US military tribunal to wrap up hearing

Team Infidel

Forum Spin Doctor
US military tribunal to wrap up hearing on rape-slaying of Iraqi girl


Media: AFP
Byline: n/a
Date: 9 August 2006

Body: BAGHDAD, Aug 9, 2006 (AFP) - A US military hearing to determine
whether to court martial a group of soldiers for the rape and murder of a
teenage Iraqi girl and the slaughter of her family was set to wrap up
proceedings Wednesday.

Specialist James Barker, Sergeant Paul Cortez and Privates Bryan Howard and
Jesse Spielman have been accused of taking varying roles in a massacre in a
town south of Baghdad on March 12.

Private Steven Green, described by the defence as the ring-leader, has been
charged with rape and murder and will stand trial in a civilian court in the
US state of Kentucky, after being discharged from the army for "personality
disorder".

He has pleaded not guilty.

The military hearing will also decide whether to charge Sergeant Anthony
Yribe with dereliction of duty for failing to report what he later found out
about the rape and killings.

On Tuesday, in their closing arguments after three days of legal debate, the
military prosecutors charged that the crime was a result of a detailed plan
by the soldiers.

Prosecutor Captain Alex Picklands dismissed defence arguments that the
killings could be attributed to the stressful conditions at the soldiers'
checkpoint in Mahmudiyah.

"They gathered together over cards and booze and came up with a plan to rape
and murder that little girl," he said.

"Murder not war. Rape not war. That's what we are here talking about today.
Not all that business about cold food, checkpoints, personnel assignments.
Cold food didn't kill that family," he told the panel.
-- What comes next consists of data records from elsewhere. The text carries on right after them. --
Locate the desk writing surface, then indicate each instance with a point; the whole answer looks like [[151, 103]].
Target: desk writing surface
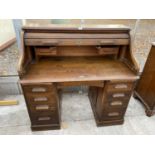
[[77, 69]]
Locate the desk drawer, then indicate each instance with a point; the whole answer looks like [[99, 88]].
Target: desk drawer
[[108, 50], [45, 119], [75, 42], [118, 95], [116, 103], [43, 109], [119, 86], [46, 98], [39, 88]]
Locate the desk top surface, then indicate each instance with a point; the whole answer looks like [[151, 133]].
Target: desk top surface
[[77, 69], [73, 27]]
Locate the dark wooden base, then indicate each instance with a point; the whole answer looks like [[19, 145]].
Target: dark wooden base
[[149, 112], [101, 123], [45, 127]]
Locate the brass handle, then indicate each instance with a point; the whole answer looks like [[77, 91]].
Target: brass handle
[[44, 118], [39, 99], [106, 42], [115, 103], [42, 107], [119, 86], [45, 42], [38, 89], [113, 114], [118, 95]]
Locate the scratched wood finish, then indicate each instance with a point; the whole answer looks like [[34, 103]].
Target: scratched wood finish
[[58, 56], [145, 89]]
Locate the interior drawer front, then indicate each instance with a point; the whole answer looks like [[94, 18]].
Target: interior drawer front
[[36, 99], [120, 86], [39, 88], [43, 108], [113, 114], [108, 50], [45, 119], [75, 42], [118, 96]]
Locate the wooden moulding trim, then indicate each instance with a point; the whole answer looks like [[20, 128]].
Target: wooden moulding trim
[[7, 44]]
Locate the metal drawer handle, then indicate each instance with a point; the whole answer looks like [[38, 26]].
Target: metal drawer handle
[[106, 42], [113, 114], [120, 86], [38, 89], [38, 99], [42, 107], [118, 95], [114, 103], [44, 118]]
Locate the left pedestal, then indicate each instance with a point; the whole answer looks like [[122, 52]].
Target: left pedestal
[[43, 105]]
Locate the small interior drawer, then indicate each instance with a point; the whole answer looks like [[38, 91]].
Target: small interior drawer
[[39, 88], [46, 98], [118, 96], [119, 86]]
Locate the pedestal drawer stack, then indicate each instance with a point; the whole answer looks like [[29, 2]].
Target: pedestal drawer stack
[[112, 101], [43, 105]]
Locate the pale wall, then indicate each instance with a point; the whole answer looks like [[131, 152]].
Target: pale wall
[[6, 30]]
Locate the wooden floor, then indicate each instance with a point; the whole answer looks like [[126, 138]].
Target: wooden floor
[[77, 69]]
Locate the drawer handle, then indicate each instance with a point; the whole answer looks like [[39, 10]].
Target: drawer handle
[[39, 89], [120, 86], [44, 118], [113, 114], [114, 103], [38, 99], [45, 107], [118, 95], [50, 42], [42, 107]]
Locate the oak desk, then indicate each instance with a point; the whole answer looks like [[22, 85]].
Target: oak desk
[[58, 56]]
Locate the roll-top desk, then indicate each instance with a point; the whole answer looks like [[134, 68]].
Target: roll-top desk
[[54, 57]]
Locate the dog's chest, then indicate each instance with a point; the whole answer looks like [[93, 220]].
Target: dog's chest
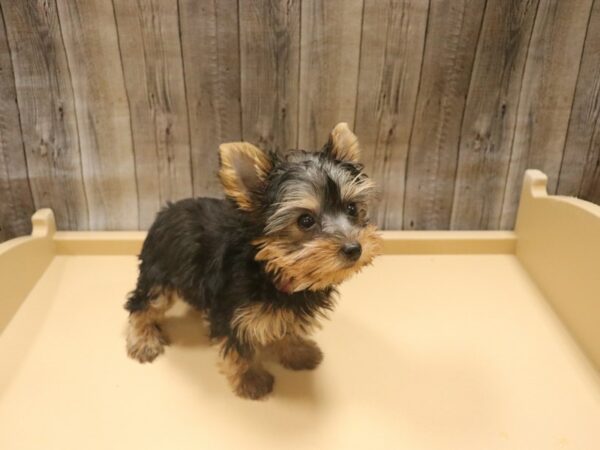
[[262, 324]]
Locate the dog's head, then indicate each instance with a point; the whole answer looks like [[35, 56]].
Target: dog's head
[[313, 208]]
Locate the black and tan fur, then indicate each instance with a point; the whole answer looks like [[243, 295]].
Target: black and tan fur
[[262, 265]]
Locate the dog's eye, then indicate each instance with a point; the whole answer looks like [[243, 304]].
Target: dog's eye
[[306, 221], [351, 209]]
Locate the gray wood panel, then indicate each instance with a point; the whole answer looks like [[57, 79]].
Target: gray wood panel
[[153, 67], [580, 168], [121, 105], [490, 113], [451, 40], [47, 110], [546, 96], [210, 43], [16, 202], [330, 37], [390, 66], [270, 58], [103, 121]]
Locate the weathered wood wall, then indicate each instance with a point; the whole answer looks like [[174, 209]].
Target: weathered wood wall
[[110, 108]]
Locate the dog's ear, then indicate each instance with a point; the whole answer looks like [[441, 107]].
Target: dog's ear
[[243, 169], [342, 144]]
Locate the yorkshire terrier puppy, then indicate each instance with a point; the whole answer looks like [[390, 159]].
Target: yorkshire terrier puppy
[[263, 265]]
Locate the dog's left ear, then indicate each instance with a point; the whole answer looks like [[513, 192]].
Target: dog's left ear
[[342, 144], [243, 171]]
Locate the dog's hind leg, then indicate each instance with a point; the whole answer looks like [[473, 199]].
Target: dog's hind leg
[[145, 340]]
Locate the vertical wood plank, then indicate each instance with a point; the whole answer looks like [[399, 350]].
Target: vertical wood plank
[[490, 113], [269, 63], [90, 37], [393, 37], [153, 67], [16, 202], [546, 96], [579, 173], [451, 40], [210, 42], [329, 57], [47, 110]]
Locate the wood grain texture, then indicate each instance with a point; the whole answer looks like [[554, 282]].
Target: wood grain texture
[[153, 68], [451, 40], [330, 38], [393, 37], [102, 112], [580, 168], [270, 58], [546, 96], [210, 42], [47, 110], [16, 202], [490, 113]]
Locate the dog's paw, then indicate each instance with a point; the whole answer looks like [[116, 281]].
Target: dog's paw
[[145, 347], [305, 355], [254, 384]]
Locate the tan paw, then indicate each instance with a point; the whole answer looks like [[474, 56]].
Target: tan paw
[[254, 384], [146, 346], [302, 355]]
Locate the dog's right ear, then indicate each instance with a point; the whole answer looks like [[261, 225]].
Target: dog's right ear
[[243, 171]]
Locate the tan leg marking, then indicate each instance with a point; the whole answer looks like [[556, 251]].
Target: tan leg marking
[[145, 340], [247, 377], [296, 353]]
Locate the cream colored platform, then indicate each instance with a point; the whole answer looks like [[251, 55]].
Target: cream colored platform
[[450, 341]]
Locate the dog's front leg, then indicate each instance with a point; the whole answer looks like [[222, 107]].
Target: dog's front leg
[[245, 373], [297, 353]]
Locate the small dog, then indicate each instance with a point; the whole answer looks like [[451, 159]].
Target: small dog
[[262, 265]]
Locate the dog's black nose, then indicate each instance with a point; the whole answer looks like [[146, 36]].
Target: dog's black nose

"Personnel assignments didn't rape and murder that 14-year-old little girl."


Picklands said the soldiers knew the girl as they had seen her on previous
patrols.

"She was young and attractive. They knew her because they had seen her on a
previous patrol. She was close. She was vulnerable," the prosecutor said.

Defence lawyers however, strove to pin the largest part of the blame for
what happened on Green.

"Green, he's the one who should be facing capital murder," David Sheldon,
counsel for Barker, said. "These soldiers here don't deserve that, not a one
of them."

"When you put an individual like that in a stressful situation, he becomes a
canister of gas waiting to explode," Sheldon said, referring to Green.

"There was no meeting of the minds. That was a plan that Green executed and
the soldiers are not responsible."

Closing arguments are expected to conclude Wednesday.